Launched nationally by Kaiser Permanente in February 2013, Thriving Schools engages schools to practices that are healthy.
The four Colorado Springs districts are among 21 school districts in Colorado awarded grants from the Thriving Schools Initiative. To qualify for funding, each school district applied online and provided a strategy for getting staff and students active before, during and after school hours.
The funds granted Academy District 20 will pay for school health co-coordinators and for professional development to support schools. In addition, the grant will fund curriculum that promotes increased physical activity for students while at school.
“Kaiser Permanente’s grant will greatly enhance and expand the initiatives we have already begun in Academy District 20 to increase physical activity for our students,” Superintendent Mark Hatchell said.
District 11 will use the money for physical education classes and out-of-school activities for students in “underserved areas,” said a press release sent by Kaiser Permanente and the districts. Activities like lacrosse, club-level sports and specialized camps usually come with an extra cost for families, and often economically impacted families aren’t able to afford these opportunities.
“We will be giving many students who may not otherwise have this opportunity a chance to participate in more competitive programs. This will give these students experiences that will potentially benefit them for a lifetime,” said Dave Eichman, District 11 athletic director.
Falcon School District 49 selected Odyssey Elementary School, Evans International Elementary School and Falcon Elementary School of Technology for health and wellness projects.
At Harrison School District 2, the funding will be used to train staff, to purchase equipment to be used for active classroom learning, active recess time and after school programs geared toward physical activity.

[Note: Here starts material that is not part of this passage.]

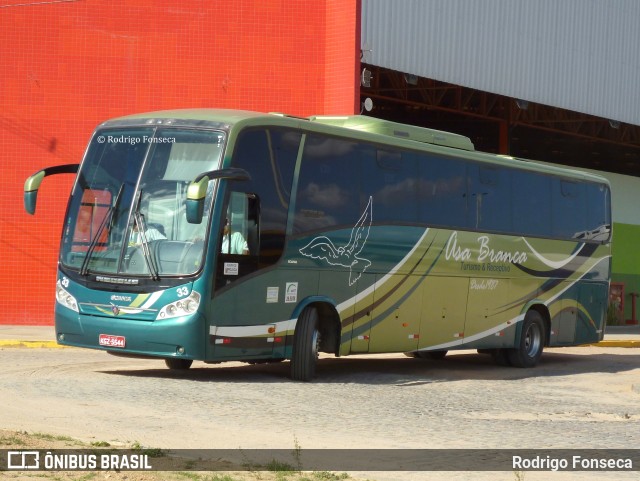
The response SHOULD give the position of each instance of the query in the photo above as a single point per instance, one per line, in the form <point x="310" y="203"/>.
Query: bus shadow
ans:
<point x="398" y="370"/>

“The link between healthy students, reduced absenteeism and stronger academic performance is well documented. Thriving Schools offers us a unique and targeted campaign to work collaboratively with Colorado schools to advance health and improve academic performance,” said Donna Lynne, Dr. PH., president of Kaiser Permanente Colorado.
Children who are physically active have higher test scores and improved attention in class, decreased absenteeism and improved behavior, decreased stress and improved mood, the press release said.
Kaiser Permanente currently delivers care to more than 90,000 school-age children and 30,000 teachers and staff who spend the majority of each day on a school campus.
Kaiser Permanente has supported Colorado schools and school districts for more than 25 years. The new program has reached almost 3 million Coloradans. Kaiser Permanente is also a founding funder and continued supporter of LiveWell Colorado’s school-based health initiatives.